Bir ön kamuoyu yoklaması gibiydi ve herkes de birbiri ile sırdaş olarak o toplantıda bulunuyordu.
Hatta o gruptan bir kaç kişi de, HDP oy vereceklerini ve gerekçelerini sıralamışlardı.
Bir üst düzey okuyan yazan dost grupta geçti bu tartışmalar.
Ve de Mayıs 2015 ikinci haftasında öğrendim ki,ve de kimler kime nasıl anlatmışlarsa da o güzel ve detay tartışmalardan kırpıntı olarak ve her zaman dedikodu yapmayı siyaset yapmak sanan bir takım zerzevat tarafından, benim en yakın dostlarıma "Uğur Gönül....toplantıda CHP'ye oy vermeyeceğini söylemiş,çok ayıp etmiş...!!!" babında feed back iletildi tarafıma.
Değerli dostlar, değerli okuyanlarım…
İyi kötü benim düşüncelerimi, objektif tavırlarımı biliyorsunuz.

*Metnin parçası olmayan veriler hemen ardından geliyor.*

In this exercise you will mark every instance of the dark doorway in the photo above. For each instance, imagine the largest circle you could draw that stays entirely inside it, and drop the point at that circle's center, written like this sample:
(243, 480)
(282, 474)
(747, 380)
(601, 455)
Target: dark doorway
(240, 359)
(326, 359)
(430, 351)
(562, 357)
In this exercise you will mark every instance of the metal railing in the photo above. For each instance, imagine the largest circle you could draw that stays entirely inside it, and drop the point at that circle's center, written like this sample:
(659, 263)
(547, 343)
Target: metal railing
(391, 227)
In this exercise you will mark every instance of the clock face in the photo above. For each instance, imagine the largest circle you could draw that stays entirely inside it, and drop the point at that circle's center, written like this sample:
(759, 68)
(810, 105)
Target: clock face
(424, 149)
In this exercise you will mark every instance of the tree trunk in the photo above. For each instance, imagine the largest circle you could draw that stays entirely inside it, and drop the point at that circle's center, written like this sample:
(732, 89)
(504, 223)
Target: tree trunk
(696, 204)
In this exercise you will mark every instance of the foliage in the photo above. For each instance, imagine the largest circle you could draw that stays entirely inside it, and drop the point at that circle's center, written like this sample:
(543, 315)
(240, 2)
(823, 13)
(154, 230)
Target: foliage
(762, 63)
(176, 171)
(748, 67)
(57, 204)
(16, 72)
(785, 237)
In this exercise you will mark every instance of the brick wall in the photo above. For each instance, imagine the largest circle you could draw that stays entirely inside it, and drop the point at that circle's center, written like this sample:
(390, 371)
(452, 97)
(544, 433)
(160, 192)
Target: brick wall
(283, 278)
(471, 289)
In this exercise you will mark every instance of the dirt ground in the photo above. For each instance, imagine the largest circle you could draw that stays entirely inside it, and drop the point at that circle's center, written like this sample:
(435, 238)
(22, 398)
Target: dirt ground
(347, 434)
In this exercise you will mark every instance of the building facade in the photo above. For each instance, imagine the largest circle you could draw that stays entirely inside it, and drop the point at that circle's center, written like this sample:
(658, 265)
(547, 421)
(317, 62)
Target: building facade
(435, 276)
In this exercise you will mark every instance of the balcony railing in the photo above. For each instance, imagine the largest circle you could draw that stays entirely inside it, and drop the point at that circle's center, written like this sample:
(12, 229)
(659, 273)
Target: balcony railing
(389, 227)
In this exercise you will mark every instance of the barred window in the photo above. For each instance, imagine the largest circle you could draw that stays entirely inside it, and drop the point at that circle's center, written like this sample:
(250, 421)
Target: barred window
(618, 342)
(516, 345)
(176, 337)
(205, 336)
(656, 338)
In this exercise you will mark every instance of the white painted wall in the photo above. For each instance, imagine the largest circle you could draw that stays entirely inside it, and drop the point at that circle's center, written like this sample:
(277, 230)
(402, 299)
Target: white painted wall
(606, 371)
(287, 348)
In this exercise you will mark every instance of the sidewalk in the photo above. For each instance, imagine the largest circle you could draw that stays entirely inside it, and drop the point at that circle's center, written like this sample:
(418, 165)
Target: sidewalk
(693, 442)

"İyiye iyi, kötüye kötü" demek gibi bir "kötü!" alışkanlığım var ki; başıma da her türlü sıkıntı bu alışkanlıktan geliyor ve de bazı kendini bilmezler, beni yıldıracakmış gibi tehdit edip atıp tutuyorlar. Onların kimlerle, nasıl bir alış-veriş içinde bulunduğunu çok iyi bildiğimden ve sadece bu nedenden suskunluğumu, sanırım "korkaklığıma" veriyor olmaları zannından bir an önce ayrılmalarını temenni ederim.
Konuyu dağıtmayalım.
Gelelim o üç ay önce yapılan toplantıya…
Bu sözün, o sırdaş arkadaşların birinden çıktığı malum ve de tahminim doğrudur. Artık o arkadaş günah çıkarmazsa, benle selam ve sabahı da kessin. Buradan cümle aleme duyurulur. Bu mesajı o arkadaş (zannettiğim) kişiden alan kişi de, ona buna dedikodu yapmadan önce gelsin, bir bana konuşsun. O dedikoducudan ben bunu beklerim.
Lanet olsun!..
"Aynı hamam aynı tas." Yıllar geçiyor, yeni insanlar siyasete,partiye katılmıyor, eskiler yerlerini daha da pekiştiriyor.
Yav!
Uğur Gönül'ün bir tek oyu var. Etki edeceği hiç bir çevresi yok. Yazmıyor, çizmiyor. Aleyhte -söz verdiği gibi- bir tek lâf etmiyor. Eleştirilerine de -dinleyen olmadığı için- ara verdi. “Kırşehir Çiğdem” Gazetesi'nde uzun süredir, sırf bu nedenden dolayı yazmıyor ve neden yazmadığı için de eleştiri alıyor. Siz bir özel mecliste konuşulan bir sözü, üstelik te çarpıtarak sağa sola yaymaktan ne keyif alıyorsunuz, ya da partiniz için bunun faydası ne? Mantığı ne?
Şimdi gelelim işin özüne…
"Bu seçimlerde sandığa gitmeyeceğim, cezasına razıyım" demek ayrı "oyumu CHP'ye vermeyeceğim" demek ayrı.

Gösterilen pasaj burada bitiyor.